Integrating Generative and Physics-Based Models for Ptychographic Imaging with Uncertainty Quantification

Abstract

Ptychography is a scanning coherent diffractive imaging technique that enables imaging nanometer-scale features in extended samples. One main challenge is that widely used iterative image reconstruction methods often require significant amount of overlap between adjacent scan locations, leading to large data volumes and prolonged acquisition times. To address this key limitation, this paper proposes a Bayesian inversion method for ptychography that performs effectively even with less overlap between neighboring scan locations. Furthermore, the proposed method can quantify the inherent uncertainty on the ptychographic object, which is created by the ill-posed nature of the ptychographic inverse problem. At a high level, the proposed method first utilizes a deep generative model to learn the prior distribution of the object and then generates samples from the posterior distribution of the object by using a Markov Chain Monte Carlo algorithm. Our results from simulated ptychography experiments show that the proposed framework can consistently outperform a widely used iterative reconstruction algorithm in cases of reduced overlap. Moreover, the proposed framework can provide uncertainty estimates that closely correlate with the true error, which is not available in practice.

Proposed Method

Forward and Inverse Problems Let $\mathbf{u} \in \mathbb{C}^N$ be the object of interest in vectorized form and $\mathbf{f}_{j} \in \mathbb{Z}_{+}^M$ be the diffraction pattern collected at the $j^\text{th}$ scan location by the far-field detector. Under the Poisson measurement noise assumption, the relationship between the object and the measured diffraction patterns is modeled by the following forward problem (observation model): \begin{equation} \mathbf{f}_{j} \sim \mathcal{P} \left( \left| \mathbf{F} \text{diag}(\mathbf{w}_j)\mathbf{S}_j \mathbf{u} \right|^2 \right) \quad \text{for} \quad j = 1, \dots, J, \label{eq:original-observation-model} \end{equation} where $\mathcal{P}(\lambda)$ denotes a Poisson process with the rate $\lambda > 0$; the matrix $\mathbf{F} \in \mathbb{C}^{M \times M}$ represents the two-dimensional discrete Fourier transform; the operator $\text{diag}: \mathbb{C}^M \to \mathbb{C}^{M \times M}$ maps a given vector to a diagonal matrix whose diagonal entries are given by the input vector; the vector $\mathbf{w}_j \in \mathbb{C}^M$ is the complex probe illuminating the object at the $j^\text{th}$ scan location; $\mathbf{S}_j \in \mathbb{R}^{M \times N}$ is a binary matrix extracting the $\sqrt{M} \times \sqrt{M}$ patch located at the $j^\text{th}$ scan location; and $J \in \mathbb{Z}_{++}$ is the number of scan locations in the trajectory. For this forward problem, the inverse problem refers to the task of estimating the underlying object from the measured diffraction patterns $\mathbf{f} \triangleq \begin{bmatrix} \mathbf{f}_1^\top , \dots, \mathbf{f}_J^\top \end{bmatrix}^\top$.

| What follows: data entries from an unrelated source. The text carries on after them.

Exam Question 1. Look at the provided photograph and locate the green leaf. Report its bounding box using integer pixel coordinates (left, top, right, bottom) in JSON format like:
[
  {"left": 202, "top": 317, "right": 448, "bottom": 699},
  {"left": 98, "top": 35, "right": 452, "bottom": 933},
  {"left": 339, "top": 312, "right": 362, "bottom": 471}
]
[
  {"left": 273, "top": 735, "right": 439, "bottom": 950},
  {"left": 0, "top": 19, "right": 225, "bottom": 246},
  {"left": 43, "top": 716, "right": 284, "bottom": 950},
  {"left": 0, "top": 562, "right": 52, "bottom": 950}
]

Bayesian Inversion with Generative Models for Ptychography Bayesian inversion aims to solve the inverse problem by calculating the posterior distribution of the underlying object given the observed diffraction patterns, $p_{u | f}(\cdot | \mathbf{f})$. This requires defining a likelihood model $p_{f | u}(\mathbf{f} | \cdot)$ and specifying a prior distribution $p_u$ that represents our a priori knowledge about the object. Unfortunately, specifying the prior distribution is challenging in practice since it is hard to express our a priori knowledge about the object mathematically while ensuring mathematical tractability. This often results in overly simplified prior distributions, leading to priors that may not capture the complex structure of real-world objects (see [1] for an illustrative example).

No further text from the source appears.